The 2017-18 season for the Vancouver Canucks has not had many bright spots. Injuries, poor performance, and inconsistency have made for a season that has been difficult to enjoy. However, one of the positives is the continued emergence of Bo Horvat. The 2013 9th overall pick is on a career-best pace, with 21 goals and 42 points in 61 games (a 28-goal and 58-point pace). While many thought he may develop into a third-line centre, Horvat has become an offensive driver on the Canucks. Going forward, there’s no reason to think he’ll slow down.
Bo Horvat Continues to Exceed Expectations
Upon entering the league, people had doubts about Horvat’s offensive upside. Despite strong junior numbers (74 points in 54 games in his draft year as a member of the London Knights), many pegged him as more of a defensive specialist. Some theorized his ceiling was that of a decent second-line centre, though far short of a game-breaker. This sort of rhetoric held true over the course of his first NHL campaign. A time in which he scored 25 points in 68 contests. However, since then Horvat has emerged as a dynamic offensive player and leader on the hockey club.
Horvat’s Offensive Progress
In 2015-16, Horvat began to see more responsibility. As the only young piece of note, he was thrust into a middle-six role with mixed results. He struggled initially but was able to finish the year with a very solid 40 points after finding chemistry with linemate Sven Baertschi. This put him behind only Henrik Sedin and Daniel Sedin in terms of point totals. Meanwhile, his 16 goals ranked third (behind D. Sedin and Jannik Hansen). That same year, he took home the fan-voted team award as the team’s Most Exciting Player, truly putting his name on-the-radar as a player to watch.
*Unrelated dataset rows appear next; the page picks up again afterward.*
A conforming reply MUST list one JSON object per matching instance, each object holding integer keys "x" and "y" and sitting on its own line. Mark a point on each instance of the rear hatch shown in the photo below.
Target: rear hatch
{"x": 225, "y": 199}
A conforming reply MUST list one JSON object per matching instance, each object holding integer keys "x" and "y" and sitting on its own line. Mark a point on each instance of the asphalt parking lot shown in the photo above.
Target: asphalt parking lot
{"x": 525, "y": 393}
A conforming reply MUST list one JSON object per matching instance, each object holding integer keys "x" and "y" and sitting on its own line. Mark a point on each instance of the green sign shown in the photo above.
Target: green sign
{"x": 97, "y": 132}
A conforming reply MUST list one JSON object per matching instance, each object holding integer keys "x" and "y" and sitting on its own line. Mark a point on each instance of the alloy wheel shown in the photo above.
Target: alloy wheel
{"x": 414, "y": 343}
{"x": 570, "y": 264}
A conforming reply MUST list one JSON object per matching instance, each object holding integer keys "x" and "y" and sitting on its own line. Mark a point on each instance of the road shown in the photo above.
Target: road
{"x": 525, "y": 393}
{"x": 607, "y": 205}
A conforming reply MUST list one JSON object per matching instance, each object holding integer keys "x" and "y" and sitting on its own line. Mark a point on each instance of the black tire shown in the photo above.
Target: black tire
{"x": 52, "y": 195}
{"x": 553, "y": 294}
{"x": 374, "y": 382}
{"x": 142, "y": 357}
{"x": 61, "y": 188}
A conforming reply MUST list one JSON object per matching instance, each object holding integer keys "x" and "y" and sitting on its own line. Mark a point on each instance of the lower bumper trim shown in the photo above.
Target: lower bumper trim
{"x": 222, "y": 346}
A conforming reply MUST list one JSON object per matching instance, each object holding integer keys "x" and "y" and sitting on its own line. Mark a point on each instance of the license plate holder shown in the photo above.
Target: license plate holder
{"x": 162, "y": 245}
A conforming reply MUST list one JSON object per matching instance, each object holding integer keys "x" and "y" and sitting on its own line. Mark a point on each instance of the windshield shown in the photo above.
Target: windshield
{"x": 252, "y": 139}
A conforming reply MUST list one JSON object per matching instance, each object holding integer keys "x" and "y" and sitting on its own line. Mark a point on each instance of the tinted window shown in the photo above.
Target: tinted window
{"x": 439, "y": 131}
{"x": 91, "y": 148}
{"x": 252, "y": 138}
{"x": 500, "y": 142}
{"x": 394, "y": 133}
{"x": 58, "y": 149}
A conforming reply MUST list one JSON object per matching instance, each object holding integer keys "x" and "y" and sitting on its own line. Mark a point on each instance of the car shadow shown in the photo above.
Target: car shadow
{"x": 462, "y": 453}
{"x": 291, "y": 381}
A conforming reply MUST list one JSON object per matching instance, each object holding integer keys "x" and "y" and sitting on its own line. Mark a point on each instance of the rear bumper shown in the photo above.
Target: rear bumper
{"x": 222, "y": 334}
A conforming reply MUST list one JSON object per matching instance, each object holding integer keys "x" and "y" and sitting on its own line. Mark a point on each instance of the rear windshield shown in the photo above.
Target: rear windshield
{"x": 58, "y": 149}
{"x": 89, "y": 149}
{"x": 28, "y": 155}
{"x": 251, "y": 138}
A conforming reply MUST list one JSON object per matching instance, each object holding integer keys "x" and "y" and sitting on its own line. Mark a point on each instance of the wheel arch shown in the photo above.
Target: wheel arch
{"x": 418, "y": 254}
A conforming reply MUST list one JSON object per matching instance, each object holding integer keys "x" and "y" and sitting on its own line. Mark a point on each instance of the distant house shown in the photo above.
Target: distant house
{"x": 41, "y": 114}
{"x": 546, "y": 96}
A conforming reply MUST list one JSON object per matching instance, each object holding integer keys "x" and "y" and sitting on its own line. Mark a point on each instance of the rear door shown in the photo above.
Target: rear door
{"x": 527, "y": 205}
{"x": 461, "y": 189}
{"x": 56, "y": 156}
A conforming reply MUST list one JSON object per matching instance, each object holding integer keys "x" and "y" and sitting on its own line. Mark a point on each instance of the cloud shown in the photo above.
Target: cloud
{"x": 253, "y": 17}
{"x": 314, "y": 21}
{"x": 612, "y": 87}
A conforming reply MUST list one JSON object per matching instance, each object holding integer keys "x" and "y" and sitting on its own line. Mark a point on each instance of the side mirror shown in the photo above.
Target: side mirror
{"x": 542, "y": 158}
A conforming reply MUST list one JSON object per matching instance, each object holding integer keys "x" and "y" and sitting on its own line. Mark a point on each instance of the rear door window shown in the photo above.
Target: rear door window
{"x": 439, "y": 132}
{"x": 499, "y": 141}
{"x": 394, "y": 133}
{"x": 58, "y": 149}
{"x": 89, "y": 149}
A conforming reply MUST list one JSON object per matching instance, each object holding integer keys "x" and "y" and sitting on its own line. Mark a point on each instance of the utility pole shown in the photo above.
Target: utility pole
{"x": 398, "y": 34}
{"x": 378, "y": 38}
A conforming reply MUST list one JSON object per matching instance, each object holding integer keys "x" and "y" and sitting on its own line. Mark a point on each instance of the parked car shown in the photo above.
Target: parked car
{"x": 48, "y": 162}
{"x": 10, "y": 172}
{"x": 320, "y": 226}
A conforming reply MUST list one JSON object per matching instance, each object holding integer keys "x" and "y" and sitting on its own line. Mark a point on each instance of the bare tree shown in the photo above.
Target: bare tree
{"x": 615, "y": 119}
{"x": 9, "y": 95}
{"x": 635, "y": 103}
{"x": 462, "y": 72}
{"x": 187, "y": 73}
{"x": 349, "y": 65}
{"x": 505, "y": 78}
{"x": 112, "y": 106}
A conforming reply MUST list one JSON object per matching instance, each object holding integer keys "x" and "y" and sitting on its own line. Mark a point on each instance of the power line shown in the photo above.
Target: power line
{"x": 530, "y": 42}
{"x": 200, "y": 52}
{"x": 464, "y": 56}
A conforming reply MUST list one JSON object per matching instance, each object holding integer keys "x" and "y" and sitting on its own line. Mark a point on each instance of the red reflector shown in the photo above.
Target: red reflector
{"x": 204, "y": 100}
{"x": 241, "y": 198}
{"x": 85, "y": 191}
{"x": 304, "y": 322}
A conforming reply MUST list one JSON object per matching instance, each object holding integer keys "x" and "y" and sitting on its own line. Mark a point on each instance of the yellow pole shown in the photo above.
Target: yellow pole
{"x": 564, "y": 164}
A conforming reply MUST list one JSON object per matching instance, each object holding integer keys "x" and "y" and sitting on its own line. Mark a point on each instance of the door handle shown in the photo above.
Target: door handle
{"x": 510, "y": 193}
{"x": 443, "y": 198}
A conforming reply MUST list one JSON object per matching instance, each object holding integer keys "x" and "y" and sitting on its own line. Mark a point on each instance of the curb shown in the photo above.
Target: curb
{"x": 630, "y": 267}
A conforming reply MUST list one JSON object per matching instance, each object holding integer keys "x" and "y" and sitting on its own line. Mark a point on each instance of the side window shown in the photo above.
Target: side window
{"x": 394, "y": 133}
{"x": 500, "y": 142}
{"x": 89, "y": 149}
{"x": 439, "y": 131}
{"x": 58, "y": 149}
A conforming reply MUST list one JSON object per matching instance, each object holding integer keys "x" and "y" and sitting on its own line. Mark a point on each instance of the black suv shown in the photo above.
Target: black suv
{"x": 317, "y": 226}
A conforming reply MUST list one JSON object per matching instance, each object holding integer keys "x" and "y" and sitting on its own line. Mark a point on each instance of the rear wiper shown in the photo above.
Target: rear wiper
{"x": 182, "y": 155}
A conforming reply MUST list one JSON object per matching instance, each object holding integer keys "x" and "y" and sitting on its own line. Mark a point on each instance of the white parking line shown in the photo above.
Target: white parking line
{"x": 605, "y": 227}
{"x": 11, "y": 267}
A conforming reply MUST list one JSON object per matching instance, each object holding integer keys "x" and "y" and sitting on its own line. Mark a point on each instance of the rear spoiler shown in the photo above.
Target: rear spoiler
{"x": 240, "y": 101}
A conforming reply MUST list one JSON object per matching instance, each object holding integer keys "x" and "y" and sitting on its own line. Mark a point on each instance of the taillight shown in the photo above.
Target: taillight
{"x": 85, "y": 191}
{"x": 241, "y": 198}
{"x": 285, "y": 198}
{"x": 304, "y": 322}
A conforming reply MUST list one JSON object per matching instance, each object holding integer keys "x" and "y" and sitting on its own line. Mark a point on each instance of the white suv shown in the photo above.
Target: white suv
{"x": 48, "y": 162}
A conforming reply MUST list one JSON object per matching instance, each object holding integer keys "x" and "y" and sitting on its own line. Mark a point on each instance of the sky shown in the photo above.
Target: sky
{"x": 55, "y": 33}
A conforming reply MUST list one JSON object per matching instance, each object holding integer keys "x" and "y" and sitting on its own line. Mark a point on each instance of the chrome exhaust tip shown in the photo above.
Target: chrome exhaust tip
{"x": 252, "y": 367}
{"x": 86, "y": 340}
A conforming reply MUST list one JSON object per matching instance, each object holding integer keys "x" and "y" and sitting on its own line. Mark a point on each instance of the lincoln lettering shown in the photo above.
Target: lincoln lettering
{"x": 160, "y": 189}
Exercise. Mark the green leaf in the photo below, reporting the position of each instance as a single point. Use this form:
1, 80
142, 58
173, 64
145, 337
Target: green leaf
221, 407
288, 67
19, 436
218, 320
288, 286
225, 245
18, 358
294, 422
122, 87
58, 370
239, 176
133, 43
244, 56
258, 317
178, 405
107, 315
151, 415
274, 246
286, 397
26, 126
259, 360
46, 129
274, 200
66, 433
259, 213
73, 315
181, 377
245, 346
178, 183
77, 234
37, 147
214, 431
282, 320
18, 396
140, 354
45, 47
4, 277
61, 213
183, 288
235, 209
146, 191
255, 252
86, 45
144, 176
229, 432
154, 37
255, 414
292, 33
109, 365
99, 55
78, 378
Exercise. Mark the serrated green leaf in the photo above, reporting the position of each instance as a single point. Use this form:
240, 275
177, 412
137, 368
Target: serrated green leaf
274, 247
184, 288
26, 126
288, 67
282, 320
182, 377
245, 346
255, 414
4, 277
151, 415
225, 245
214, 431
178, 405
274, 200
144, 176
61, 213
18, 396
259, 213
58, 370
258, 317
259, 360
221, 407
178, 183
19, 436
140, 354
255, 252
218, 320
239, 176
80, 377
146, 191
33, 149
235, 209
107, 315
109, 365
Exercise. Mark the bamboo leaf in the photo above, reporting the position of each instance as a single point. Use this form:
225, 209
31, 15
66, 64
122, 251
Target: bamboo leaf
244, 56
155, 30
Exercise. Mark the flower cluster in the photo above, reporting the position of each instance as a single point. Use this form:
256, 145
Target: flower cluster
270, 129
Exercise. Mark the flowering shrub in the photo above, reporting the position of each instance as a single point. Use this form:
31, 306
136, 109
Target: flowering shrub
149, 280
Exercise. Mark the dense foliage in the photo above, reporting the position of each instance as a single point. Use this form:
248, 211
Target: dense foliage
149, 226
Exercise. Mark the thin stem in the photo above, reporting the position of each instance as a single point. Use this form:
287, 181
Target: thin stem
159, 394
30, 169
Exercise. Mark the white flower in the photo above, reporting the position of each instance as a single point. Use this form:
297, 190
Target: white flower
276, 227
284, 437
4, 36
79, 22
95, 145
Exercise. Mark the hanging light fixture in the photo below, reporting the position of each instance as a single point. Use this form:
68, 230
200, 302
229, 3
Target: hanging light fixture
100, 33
It was the next year that Horvat began to truly look the part of a core player. He scored a career-high 20 goals and 52 points, leading the club in both categories. He was again named the club’s Most Exciting Player, while also being named the team’s Most Valuable Player. Additionally, he began to see league-wide recognition. Horvat was named the Canucks All-Star representative, scoring two goals and four points in the tournament, and holding is own in the fastest skater competition (finishing ahead of players such as Nathan MacKinnon). His power and speed game came somewhat unexpectedly. Once thought of as slow, Horvat’s skating has become a strength of his game. Indeed, it was perhaps the difference between the player anticipated at the draft and the one that emerged in an otherwise horrid 2016-17 season.
What Comes Next
2017-18 brought more of the same in terms of growth. He put up career-highs in terms of pace and minutes. Horvat looks to grow into an even bigger role next season. With the Sedin twins recently announcing their retirement. Indeed, it has been impressive watching the 22-year-old exceed every expectation that has been set for him. While not what many had in mind for him, he has become an offensive catalyst. For an organization lacking in such talent, he has become a critical part of the equation.